O biólogo destaca que o ambiente é decisivo para a presença desses moluscos. Jardins com excesso de umidade, vegetação densa e pouca incidência de sol criam as condições ideais para caramujos e lesmas.

“Eles buscam locais úmidos, escuros e com abrigo. Quanto mais desorganizado o quintal, maior a chance de infestação”, afirma Fabiano Soares.

Entre as principais medidas preventivas estão manter a grama sempre aparada, melhorar a drenagem do solo, evitar o acúmulo de arbustos densos e eliminar entulhos como garrafas, potes, pedaços de cano e outros objetos que possam servir de esconderijo.

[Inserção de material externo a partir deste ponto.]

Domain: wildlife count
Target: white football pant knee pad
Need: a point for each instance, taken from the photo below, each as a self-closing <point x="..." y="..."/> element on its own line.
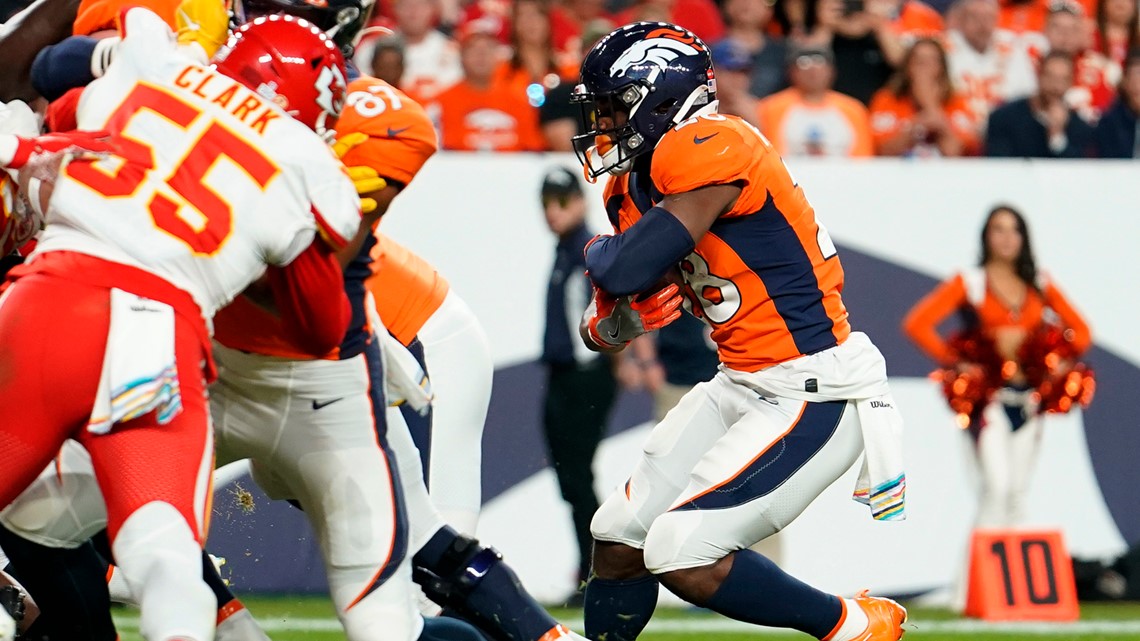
<point x="617" y="521"/>
<point x="676" y="541"/>
<point x="161" y="560"/>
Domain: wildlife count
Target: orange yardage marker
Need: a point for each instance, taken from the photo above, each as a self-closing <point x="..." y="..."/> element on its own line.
<point x="1020" y="576"/>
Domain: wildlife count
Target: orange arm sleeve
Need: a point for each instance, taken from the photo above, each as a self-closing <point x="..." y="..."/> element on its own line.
<point x="921" y="323"/>
<point x="1069" y="316"/>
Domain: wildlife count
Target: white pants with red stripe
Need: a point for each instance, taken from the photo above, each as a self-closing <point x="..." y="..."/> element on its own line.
<point x="725" y="469"/>
<point x="310" y="431"/>
<point x="1006" y="461"/>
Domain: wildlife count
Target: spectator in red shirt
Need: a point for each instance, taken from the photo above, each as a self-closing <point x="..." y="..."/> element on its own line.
<point x="733" y="72"/>
<point x="1041" y="126"/>
<point x="1096" y="74"/>
<point x="1117" y="29"/>
<point x="431" y="58"/>
<point x="480" y="113"/>
<point x="1116" y="132"/>
<point x="534" y="67"/>
<point x="919" y="113"/>
<point x="798" y="21"/>
<point x="559" y="119"/>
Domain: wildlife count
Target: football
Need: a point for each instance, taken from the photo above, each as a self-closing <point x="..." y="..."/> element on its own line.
<point x="672" y="277"/>
<point x="37" y="179"/>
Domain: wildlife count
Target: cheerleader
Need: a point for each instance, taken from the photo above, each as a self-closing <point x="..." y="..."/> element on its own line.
<point x="1006" y="301"/>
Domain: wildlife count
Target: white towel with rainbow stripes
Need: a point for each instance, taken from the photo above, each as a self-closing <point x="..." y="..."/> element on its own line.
<point x="853" y="371"/>
<point x="139" y="372"/>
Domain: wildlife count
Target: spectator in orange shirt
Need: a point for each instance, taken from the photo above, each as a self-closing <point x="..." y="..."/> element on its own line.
<point x="808" y="119"/>
<point x="479" y="114"/>
<point x="1023" y="16"/>
<point x="913" y="19"/>
<point x="1117" y="29"/>
<point x="918" y="113"/>
<point x="733" y="70"/>
<point x="748" y="22"/>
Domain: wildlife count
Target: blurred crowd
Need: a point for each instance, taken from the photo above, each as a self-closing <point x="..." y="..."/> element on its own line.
<point x="824" y="78"/>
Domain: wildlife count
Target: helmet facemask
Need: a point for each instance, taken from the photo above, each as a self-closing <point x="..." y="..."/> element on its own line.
<point x="612" y="149"/>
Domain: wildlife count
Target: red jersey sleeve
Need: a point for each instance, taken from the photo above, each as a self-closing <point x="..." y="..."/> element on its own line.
<point x="921" y="323"/>
<point x="309" y="293"/>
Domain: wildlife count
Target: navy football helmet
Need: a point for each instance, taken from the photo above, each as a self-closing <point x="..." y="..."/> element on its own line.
<point x="638" y="82"/>
<point x="340" y="19"/>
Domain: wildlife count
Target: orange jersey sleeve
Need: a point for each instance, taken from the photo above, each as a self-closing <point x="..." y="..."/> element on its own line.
<point x="1072" y="319"/>
<point x="406" y="287"/>
<point x="400" y="135"/>
<point x="766" y="275"/>
<point x="713" y="149"/>
<point x="922" y="321"/>
<point x="99" y="15"/>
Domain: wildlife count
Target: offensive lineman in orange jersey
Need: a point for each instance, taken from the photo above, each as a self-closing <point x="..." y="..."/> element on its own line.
<point x="384" y="139"/>
<point x="391" y="135"/>
<point x="701" y="197"/>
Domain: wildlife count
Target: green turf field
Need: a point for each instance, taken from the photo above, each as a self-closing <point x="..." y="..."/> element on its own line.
<point x="303" y="618"/>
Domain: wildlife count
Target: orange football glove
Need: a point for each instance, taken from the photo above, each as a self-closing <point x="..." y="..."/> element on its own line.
<point x="610" y="323"/>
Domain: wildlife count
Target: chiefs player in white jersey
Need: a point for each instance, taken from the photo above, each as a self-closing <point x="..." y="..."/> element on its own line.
<point x="104" y="334"/>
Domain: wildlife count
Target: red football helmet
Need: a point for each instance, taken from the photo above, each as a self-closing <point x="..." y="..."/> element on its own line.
<point x="292" y="63"/>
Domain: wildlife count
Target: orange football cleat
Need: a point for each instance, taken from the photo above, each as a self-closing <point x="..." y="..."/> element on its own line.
<point x="885" y="618"/>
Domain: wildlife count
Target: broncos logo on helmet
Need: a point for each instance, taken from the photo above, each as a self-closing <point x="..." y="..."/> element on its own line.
<point x="636" y="83"/>
<point x="660" y="48"/>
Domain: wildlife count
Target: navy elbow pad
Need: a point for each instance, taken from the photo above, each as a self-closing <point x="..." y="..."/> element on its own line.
<point x="64" y="66"/>
<point x="634" y="260"/>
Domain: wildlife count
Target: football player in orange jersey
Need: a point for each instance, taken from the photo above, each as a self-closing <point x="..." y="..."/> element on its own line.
<point x="703" y="208"/>
<point x="383" y="131"/>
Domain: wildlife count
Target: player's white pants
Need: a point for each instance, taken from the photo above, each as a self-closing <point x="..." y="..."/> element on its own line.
<point x="1006" y="460"/>
<point x="458" y="363"/>
<point x="308" y="429"/>
<point x="725" y="469"/>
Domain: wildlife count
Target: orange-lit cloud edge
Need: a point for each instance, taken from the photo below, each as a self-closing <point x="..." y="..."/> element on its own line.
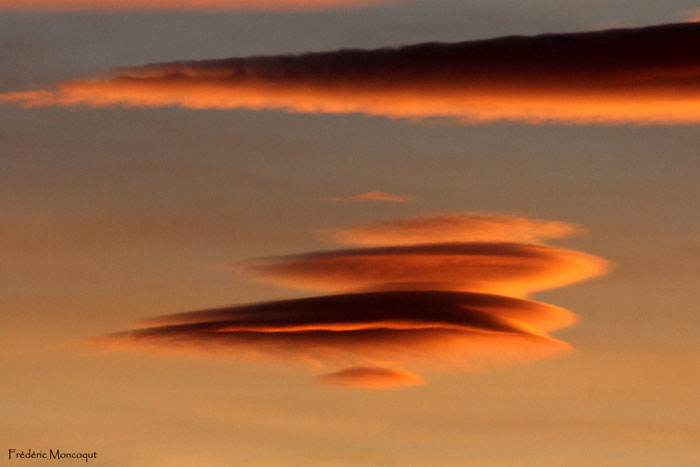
<point x="62" y="6"/>
<point x="642" y="76"/>
<point x="379" y="329"/>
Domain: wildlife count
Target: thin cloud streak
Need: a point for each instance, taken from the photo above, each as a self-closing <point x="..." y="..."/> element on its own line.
<point x="62" y="6"/>
<point x="579" y="78"/>
<point x="448" y="228"/>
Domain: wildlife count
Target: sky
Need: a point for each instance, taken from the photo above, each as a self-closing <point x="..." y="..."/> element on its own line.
<point x="350" y="233"/>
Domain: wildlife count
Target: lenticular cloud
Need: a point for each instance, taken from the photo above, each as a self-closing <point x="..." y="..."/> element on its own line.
<point x="393" y="310"/>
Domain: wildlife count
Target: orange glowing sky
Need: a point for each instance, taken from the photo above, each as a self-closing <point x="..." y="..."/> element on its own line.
<point x="428" y="232"/>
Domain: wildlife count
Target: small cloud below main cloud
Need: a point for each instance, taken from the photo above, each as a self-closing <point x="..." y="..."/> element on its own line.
<point x="373" y="378"/>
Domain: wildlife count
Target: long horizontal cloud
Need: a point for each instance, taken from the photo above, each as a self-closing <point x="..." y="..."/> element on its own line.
<point x="452" y="228"/>
<point x="643" y="75"/>
<point x="197" y="5"/>
<point x="462" y="330"/>
<point x="418" y="306"/>
<point x="501" y="268"/>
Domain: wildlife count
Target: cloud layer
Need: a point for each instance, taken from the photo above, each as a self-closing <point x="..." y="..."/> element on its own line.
<point x="191" y="5"/>
<point x="497" y="267"/>
<point x="424" y="306"/>
<point x="643" y="75"/>
<point x="449" y="228"/>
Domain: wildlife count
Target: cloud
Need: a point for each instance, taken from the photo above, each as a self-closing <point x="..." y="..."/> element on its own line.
<point x="449" y="228"/>
<point x="645" y="75"/>
<point x="692" y="15"/>
<point x="375" y="196"/>
<point x="424" y="329"/>
<point x="191" y="5"/>
<point x="427" y="307"/>
<point x="490" y="267"/>
<point x="372" y="378"/>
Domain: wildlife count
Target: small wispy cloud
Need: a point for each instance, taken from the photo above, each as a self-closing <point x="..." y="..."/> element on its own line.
<point x="375" y="196"/>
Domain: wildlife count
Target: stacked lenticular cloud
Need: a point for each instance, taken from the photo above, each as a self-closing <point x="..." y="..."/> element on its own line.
<point x="453" y="304"/>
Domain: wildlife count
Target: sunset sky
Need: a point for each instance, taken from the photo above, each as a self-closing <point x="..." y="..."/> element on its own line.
<point x="351" y="232"/>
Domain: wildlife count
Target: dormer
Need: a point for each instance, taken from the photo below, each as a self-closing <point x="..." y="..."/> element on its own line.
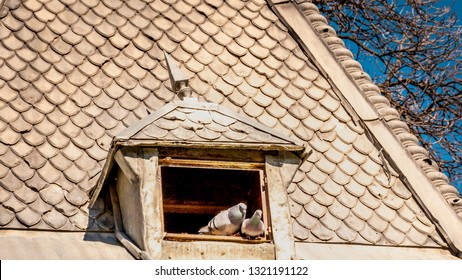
<point x="171" y="172"/>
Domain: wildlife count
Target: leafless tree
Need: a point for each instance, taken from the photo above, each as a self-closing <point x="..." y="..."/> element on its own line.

Imagem colorida de um caramujo africano de coloração marrom - Metrópoles
O caramujo africano é vetor de doenças como a meningite

Para o controle direto, Fabiano aponta a coleta manual como a forma mais eficaz e segura. A recomendação é recolher os caramujos, colocá-los em sacos e utilizar água sanitária ou álcool para eliminá-los. O melhor horário para a catação é à noite ou em dias chuvosos, quando os animais estão mais ativos.

O uso de produtos químicos exige atenção redobrada. Lesmicidas à base de metaldeído devem ser evitados, pois são tóxicos para cães. Caso seja necessário utilizar algum produto, o indicado é optar por fórmulas à base de fosfato férrico, consideradas mais seguras, ainda assim com uso moderado.